Но на этот раз некоторые из моих объяснений проходят без подозрения. Старшина, как человек бывалый, уже понимает, что «для воздуха» можно приезжать из Петербурга даже и по машине и т. д.; но вот заходит речь о паспорте, о том, что в паспорте стоит слово «студент» и другое слово «учитель», и дело принимает другой оборот.
— Я удивляюсь, — говорит старшина, — чему только в нонешние времена учат ученых людей! Я к тому, извините, что вот у вас в паспорте сказано «учитель»; ну, вот мне и пришло на мысль… И чему только, я удивляюсь, учат нонича? Двадцать лет его трут и мнут, а — скажите вы на милость — появляется по окончании этого самого курса столь бессовестный человек, что он даже, извините, лба не умеет перекрестить… Я вас, извините меня, не знаю; кто вы такие, мне неизвестно, может быть вы и бога почитаете, опять же я не знаю.

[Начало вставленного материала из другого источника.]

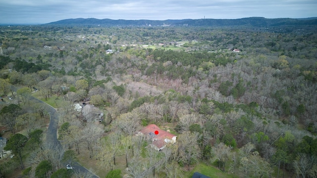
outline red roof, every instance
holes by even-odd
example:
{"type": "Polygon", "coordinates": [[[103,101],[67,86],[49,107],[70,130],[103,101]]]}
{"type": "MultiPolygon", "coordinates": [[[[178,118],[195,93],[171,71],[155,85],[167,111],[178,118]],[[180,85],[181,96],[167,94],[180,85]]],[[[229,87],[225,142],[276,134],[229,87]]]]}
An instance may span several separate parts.
{"type": "Polygon", "coordinates": [[[171,140],[173,137],[176,136],[169,132],[159,129],[155,124],[150,124],[142,129],[140,132],[145,135],[149,135],[153,138],[152,143],[156,145],[158,149],[164,146],[167,143],[164,140],[165,138],[171,140]],[[155,131],[158,132],[158,134],[156,134],[155,131]]]}

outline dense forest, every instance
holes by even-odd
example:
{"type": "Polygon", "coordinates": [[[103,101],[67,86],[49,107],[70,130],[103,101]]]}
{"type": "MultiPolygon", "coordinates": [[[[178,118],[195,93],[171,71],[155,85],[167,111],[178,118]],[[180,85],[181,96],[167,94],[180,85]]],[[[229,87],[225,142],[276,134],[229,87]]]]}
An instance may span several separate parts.
{"type": "Polygon", "coordinates": [[[316,27],[0,26],[0,177],[317,178],[316,27]]]}

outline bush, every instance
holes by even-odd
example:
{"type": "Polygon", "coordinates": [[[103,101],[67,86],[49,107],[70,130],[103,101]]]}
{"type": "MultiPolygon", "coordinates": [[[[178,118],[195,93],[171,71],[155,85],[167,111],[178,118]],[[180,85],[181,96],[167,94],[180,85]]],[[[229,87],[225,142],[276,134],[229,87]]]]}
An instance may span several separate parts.
{"type": "Polygon", "coordinates": [[[110,171],[106,176],[106,178],[121,178],[122,177],[121,170],[119,169],[110,171]]]}

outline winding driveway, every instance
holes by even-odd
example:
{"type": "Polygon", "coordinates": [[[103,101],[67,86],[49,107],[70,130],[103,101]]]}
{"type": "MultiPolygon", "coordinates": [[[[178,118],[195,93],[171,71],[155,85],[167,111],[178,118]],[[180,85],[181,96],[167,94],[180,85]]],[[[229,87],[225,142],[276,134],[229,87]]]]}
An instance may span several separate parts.
{"type": "MultiPolygon", "coordinates": [[[[17,88],[14,87],[15,91],[16,92],[17,88]]],[[[32,100],[35,102],[37,102],[41,105],[42,105],[44,107],[45,107],[45,109],[47,112],[50,113],[50,125],[49,125],[49,128],[48,128],[48,131],[46,134],[46,141],[49,143],[53,143],[53,145],[56,146],[57,148],[60,147],[61,148],[61,145],[60,144],[60,142],[57,139],[57,126],[58,125],[58,114],[57,111],[52,106],[47,104],[47,103],[33,96],[31,96],[31,98],[30,100],[32,100]]],[[[82,166],[79,164],[79,163],[76,162],[74,163],[72,166],[74,167],[73,170],[75,171],[78,172],[82,172],[86,173],[90,173],[93,176],[91,177],[91,178],[100,178],[99,177],[95,175],[94,173],[89,171],[88,170],[86,169],[86,168],[82,166]]],[[[66,167],[66,165],[65,166],[66,167]]]]}

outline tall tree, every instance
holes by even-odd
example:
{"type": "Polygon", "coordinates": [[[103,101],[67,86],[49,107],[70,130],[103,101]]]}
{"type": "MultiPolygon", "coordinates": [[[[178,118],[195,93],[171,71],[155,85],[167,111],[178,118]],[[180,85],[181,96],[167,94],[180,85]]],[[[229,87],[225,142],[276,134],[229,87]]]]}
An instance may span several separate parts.
{"type": "Polygon", "coordinates": [[[48,160],[43,160],[36,167],[35,176],[38,178],[47,178],[51,177],[52,166],[48,160]]]}
{"type": "Polygon", "coordinates": [[[213,147],[214,159],[219,162],[219,169],[222,165],[222,171],[225,171],[225,165],[229,159],[230,147],[222,142],[217,144],[213,147]]]}
{"type": "Polygon", "coordinates": [[[16,134],[10,138],[6,145],[3,148],[4,150],[11,150],[14,155],[18,157],[21,164],[21,169],[22,170],[24,169],[22,160],[23,151],[27,141],[28,138],[26,136],[20,134],[16,134]]]}

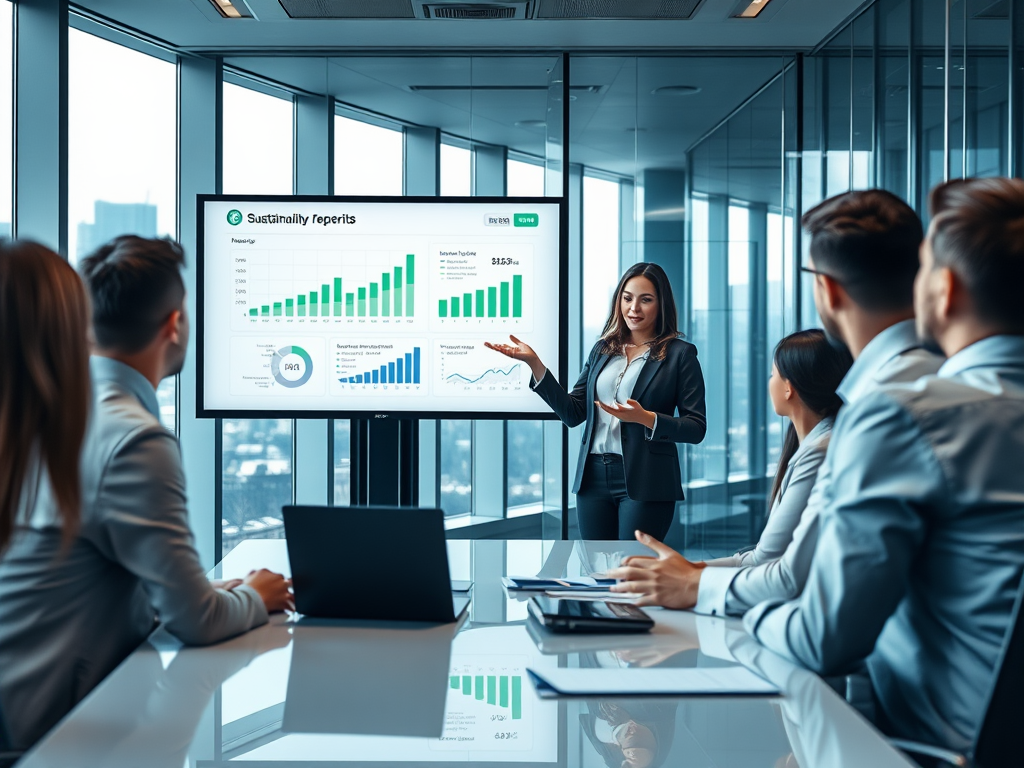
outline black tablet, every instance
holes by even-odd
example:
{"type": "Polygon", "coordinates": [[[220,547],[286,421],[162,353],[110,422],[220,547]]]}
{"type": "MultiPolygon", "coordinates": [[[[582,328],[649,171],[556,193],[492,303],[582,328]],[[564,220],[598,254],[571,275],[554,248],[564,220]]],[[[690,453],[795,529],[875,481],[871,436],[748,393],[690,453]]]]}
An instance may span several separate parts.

Я должен прийти взять бумаги, потому, по нонешнему времени, сколь много шарлатанства… Я не про вас говорю, а только к слову, что сказано вот тут «учитель» — ну, и я к слову насчет, значит, разных подлецов прочих упомянул… Ведь иной бессовестный человек, иной раз встанет утром, рожу свою поганую не умоет — сейчас зажег папиросу или там цыгару, подбоченился, засвистал: фю-фю-фю, шапку в горнице надел, ходит перед образами как ни в чем не бывало… Ведь вот какие есть мазурики! Был у меня «тоже», вот как и вы, этакой бессовестный учитель… Среда, пятница, Петров пост — ему это и внимания не составляет! Земство прислало — дай бог ему здоровья — там тоже всё ученые люди, высчева кругу-смыслу. Пост не пост — пошел на погребицу, облапил горшок молока — лакает, как свинья. Извините, уж я с вами говорю прямо: я пришел к вам по делам; хотите, слушайте меня, хотите нет, а что я пришел — то потому, что я начальник здешний. Вы барин, а я мужик, но я все же ваш начальник, и пришел я по делам; а не угодно меня слушать — как угодно.